Since the built-in detector handles only global deadlock, local deadlock calls for another approach. A goroutine profile (pprof’s goroutine profile, 16.5) is the handiest weapon: it dumps the current stack of every goroutine, letting you see “which goroutines are stuck on which line, waiting for what”. In the example above worker1 and worker2 are both stopped at a Lock call, and the cycle of mutual deadlock is obvious. Execution tracing (16.3) and good logging help just as much. On prevention, the two cures at the root are: always follow a consistent lock ordering for the same group of locks (11.2) to eliminate AB-BA at the source; and use a context timeout (11.8) to put a deadline on operations that might block forever, so a stuck goroutine at least wakes after the deadline and reports an error rather than leaking silently.

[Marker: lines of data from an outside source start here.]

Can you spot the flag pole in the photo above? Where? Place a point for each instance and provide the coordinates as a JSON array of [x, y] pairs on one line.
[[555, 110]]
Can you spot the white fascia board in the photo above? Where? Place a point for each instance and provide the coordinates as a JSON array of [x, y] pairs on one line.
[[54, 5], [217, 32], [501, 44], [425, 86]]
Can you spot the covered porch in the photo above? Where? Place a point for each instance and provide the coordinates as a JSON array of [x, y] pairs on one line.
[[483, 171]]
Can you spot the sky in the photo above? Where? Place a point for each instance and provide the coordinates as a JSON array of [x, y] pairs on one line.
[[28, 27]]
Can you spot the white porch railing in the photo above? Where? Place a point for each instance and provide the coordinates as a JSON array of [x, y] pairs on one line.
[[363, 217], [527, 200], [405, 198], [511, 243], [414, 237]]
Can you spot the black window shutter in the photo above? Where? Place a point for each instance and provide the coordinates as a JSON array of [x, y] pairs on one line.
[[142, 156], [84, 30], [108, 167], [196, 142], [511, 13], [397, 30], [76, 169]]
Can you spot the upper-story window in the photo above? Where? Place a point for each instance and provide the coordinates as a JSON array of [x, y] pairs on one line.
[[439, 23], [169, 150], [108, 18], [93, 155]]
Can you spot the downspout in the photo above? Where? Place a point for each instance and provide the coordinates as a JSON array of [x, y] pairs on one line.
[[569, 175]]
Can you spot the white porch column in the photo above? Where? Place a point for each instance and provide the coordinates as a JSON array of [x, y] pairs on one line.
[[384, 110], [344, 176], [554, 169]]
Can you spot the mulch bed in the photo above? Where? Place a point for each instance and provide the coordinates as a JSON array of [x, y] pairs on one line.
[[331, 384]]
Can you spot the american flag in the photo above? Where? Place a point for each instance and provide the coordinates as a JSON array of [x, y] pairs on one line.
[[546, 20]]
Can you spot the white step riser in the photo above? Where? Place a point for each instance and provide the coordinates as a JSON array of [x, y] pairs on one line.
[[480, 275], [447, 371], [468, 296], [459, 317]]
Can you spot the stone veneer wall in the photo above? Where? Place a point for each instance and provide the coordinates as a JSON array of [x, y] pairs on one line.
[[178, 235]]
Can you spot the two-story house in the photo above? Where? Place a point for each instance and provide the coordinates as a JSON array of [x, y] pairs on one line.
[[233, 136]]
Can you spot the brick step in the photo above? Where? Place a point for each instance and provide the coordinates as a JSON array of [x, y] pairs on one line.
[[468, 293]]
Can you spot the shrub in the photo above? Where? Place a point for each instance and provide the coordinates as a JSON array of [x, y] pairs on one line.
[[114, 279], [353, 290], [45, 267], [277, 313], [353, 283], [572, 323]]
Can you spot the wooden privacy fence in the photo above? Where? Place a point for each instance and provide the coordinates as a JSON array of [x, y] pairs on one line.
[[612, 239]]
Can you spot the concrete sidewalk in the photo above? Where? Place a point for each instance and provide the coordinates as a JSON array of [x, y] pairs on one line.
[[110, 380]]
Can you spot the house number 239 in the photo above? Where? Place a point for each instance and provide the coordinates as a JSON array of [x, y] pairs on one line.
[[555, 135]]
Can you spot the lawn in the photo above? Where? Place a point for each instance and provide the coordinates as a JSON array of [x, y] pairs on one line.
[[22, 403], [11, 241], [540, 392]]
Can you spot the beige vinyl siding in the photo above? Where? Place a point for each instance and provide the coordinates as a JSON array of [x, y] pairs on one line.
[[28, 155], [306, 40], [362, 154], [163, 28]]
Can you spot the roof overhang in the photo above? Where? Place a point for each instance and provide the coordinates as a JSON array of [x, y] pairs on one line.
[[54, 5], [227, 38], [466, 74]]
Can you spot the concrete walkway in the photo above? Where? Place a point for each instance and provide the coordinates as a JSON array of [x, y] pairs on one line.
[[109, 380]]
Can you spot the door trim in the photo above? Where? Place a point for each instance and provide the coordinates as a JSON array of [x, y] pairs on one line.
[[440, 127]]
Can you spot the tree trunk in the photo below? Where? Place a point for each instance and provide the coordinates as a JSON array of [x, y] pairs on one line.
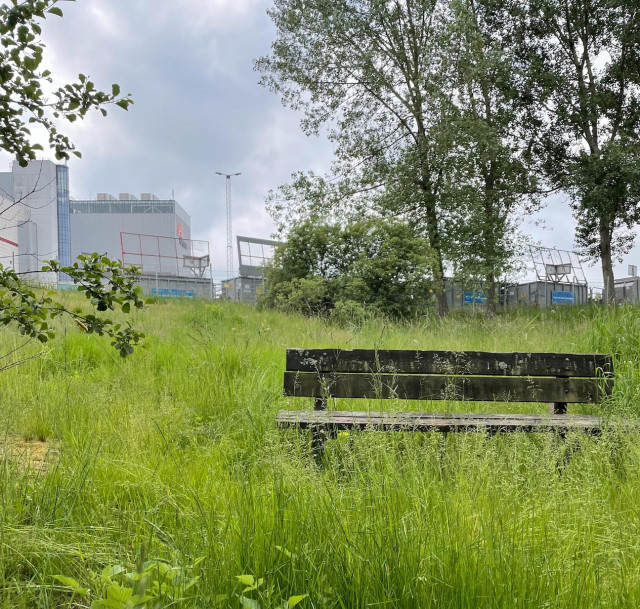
[[490, 291], [608, 291]]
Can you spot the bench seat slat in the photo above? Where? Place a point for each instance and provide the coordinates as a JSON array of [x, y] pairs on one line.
[[444, 422], [413, 387], [468, 363]]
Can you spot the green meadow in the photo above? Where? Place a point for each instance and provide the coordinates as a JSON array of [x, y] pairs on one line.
[[160, 480]]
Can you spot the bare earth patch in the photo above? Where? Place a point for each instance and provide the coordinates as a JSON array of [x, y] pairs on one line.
[[35, 455]]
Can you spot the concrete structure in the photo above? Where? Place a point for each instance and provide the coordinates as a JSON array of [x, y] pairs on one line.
[[628, 290], [36, 203], [543, 294], [96, 225], [253, 254], [173, 287]]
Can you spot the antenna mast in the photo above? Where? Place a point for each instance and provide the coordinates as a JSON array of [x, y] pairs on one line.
[[228, 177]]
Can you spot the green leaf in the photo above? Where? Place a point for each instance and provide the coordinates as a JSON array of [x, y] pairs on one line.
[[294, 600], [247, 580], [249, 603], [71, 583], [109, 572]]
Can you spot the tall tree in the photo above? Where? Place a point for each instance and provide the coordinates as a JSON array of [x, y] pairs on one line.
[[23, 101], [494, 175], [373, 70], [583, 59]]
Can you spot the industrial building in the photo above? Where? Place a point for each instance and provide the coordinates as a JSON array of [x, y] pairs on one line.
[[253, 255], [97, 225], [34, 225], [543, 294], [39, 222]]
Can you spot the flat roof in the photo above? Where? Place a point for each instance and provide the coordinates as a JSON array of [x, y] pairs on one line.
[[151, 206]]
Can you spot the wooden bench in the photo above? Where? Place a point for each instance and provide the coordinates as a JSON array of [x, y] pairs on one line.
[[555, 378]]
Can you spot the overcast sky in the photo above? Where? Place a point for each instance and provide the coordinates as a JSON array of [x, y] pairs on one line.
[[198, 109]]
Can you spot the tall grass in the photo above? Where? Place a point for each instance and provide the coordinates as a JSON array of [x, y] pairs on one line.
[[173, 454]]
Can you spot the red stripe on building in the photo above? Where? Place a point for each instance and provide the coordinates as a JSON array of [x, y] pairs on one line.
[[9, 242]]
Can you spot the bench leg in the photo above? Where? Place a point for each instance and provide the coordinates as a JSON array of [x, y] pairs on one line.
[[558, 408], [318, 435]]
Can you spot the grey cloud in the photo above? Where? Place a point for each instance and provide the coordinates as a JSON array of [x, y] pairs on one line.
[[198, 109]]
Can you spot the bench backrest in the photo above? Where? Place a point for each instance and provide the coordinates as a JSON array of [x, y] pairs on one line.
[[448, 375]]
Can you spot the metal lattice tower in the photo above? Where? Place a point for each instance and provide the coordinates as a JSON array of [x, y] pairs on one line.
[[228, 177]]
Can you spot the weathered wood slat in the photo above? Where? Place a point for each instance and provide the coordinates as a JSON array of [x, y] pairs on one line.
[[457, 389], [445, 422], [468, 363]]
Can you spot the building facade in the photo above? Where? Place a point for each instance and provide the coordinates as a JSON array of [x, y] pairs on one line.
[[34, 217], [101, 225]]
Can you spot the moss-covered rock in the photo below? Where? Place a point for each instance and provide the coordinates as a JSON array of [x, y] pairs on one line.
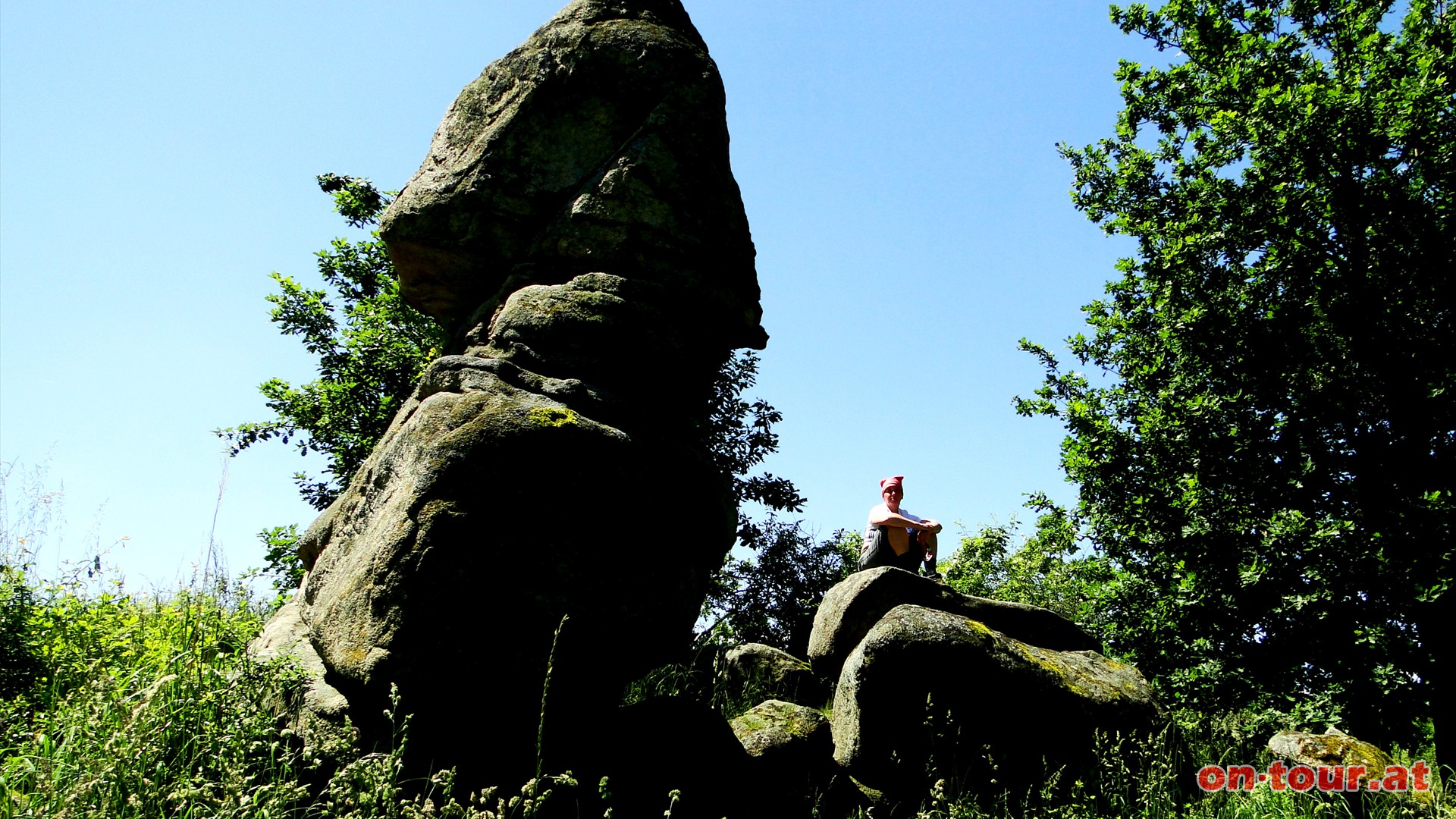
[[858, 602], [753, 670], [984, 689], [579, 223]]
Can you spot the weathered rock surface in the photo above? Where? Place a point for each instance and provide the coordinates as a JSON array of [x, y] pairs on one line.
[[792, 755], [1329, 748], [1021, 700], [858, 602], [785, 733], [753, 668], [599, 145], [318, 713], [579, 221]]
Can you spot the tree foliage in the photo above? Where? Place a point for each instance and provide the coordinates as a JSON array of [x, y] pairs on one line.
[[369, 344], [1270, 460], [1044, 570], [772, 596]]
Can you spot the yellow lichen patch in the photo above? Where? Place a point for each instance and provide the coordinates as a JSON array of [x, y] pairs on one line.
[[752, 723], [981, 629], [551, 416], [356, 654]]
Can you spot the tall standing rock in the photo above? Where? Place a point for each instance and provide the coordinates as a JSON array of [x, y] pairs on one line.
[[579, 224]]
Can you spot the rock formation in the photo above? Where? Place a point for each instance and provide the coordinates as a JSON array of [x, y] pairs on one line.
[[577, 223], [932, 678], [758, 670], [855, 605]]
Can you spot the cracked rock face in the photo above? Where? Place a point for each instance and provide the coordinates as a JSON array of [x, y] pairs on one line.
[[598, 146], [546, 494]]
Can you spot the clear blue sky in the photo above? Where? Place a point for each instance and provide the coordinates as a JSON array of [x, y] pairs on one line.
[[897, 162]]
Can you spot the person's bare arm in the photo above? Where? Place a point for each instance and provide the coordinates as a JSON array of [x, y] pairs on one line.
[[887, 518]]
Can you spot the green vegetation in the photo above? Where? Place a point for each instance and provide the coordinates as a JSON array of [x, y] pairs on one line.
[[1266, 461], [146, 706]]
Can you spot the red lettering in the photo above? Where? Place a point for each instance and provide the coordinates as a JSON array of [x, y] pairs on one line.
[[1277, 771], [1244, 776], [1331, 777], [1210, 777]]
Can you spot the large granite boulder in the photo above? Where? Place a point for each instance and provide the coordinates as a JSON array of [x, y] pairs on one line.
[[546, 494], [792, 754], [599, 145], [1030, 706], [858, 602], [315, 710]]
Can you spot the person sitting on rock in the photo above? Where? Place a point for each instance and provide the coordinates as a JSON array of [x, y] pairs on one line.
[[894, 537]]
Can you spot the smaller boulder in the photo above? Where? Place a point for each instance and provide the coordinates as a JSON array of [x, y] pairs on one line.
[[856, 604], [785, 733], [1329, 748], [753, 670], [792, 754]]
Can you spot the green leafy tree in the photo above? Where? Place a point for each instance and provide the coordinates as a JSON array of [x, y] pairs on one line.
[[770, 596], [370, 349], [1047, 569], [1269, 460]]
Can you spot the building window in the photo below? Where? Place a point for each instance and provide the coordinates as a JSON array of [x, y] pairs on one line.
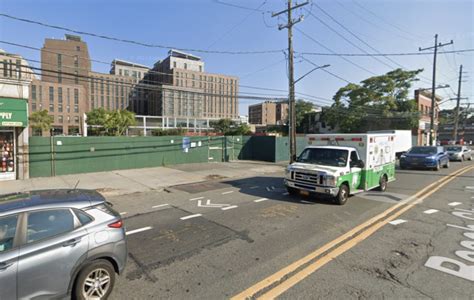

The runtime deadlock detector is a useful tool with a clear boundary. What the reader should really remember is not that error message but its boundary: it recognizes only global deadlock. Seeing a deadlock report, count yourself lucky, the problem has been shoved right in your face on the spot; the truly nasty one is the local deadlock it does not report, and that is the prey you have to hunt with a goroutine profile.

Further Reading

  1. The Go Authors. runtime/proc.go: checkdead, findRunnable. https://github.com/golang/go/blob/master/src/runtime/proc.go
  2. E. G. Coffman, M. Elphick, A. Shoshani. System Deadlocks. ACM Computing Surveys, 3(2), 1971. https://dl.acm.org/doi/10.1145/356586.356588 (the four necessary conditions for deadlock and the classic framework of wait-for-graph detection)
  3. The Go Authors. Diagnostics (goroutine profile and other diagnostic means). https://go.dev/doc/diagnostics
  4. Oracle. Java Platform: Detecting Deadlocks via Thread Dumps (jstack / ThreadMXBean.findDeadlockedThreads). https://docs.oracle.com/javase/8/docs/technotes/guides/troubleshoot/ (a contrast with wait-for-graph detection)
  5. Oracle. MySQL Reference Manual: Deadlock Detection (InnoDB lock wait-for graph and victim abort). https://dev.mysql.com/doc/refman/8.0/en/innodb-deadlock-detection.html
  6. This book, 9.8 System Monitoring, 9.9 Network Poller, 11.2 Mutex.
  7. This book, 11.8 Context (preventing permanent blocking with timeouts), 16.3 Execution Tracing, 16.5 Performance Profiling (locating local deadlock with a goroutine profile).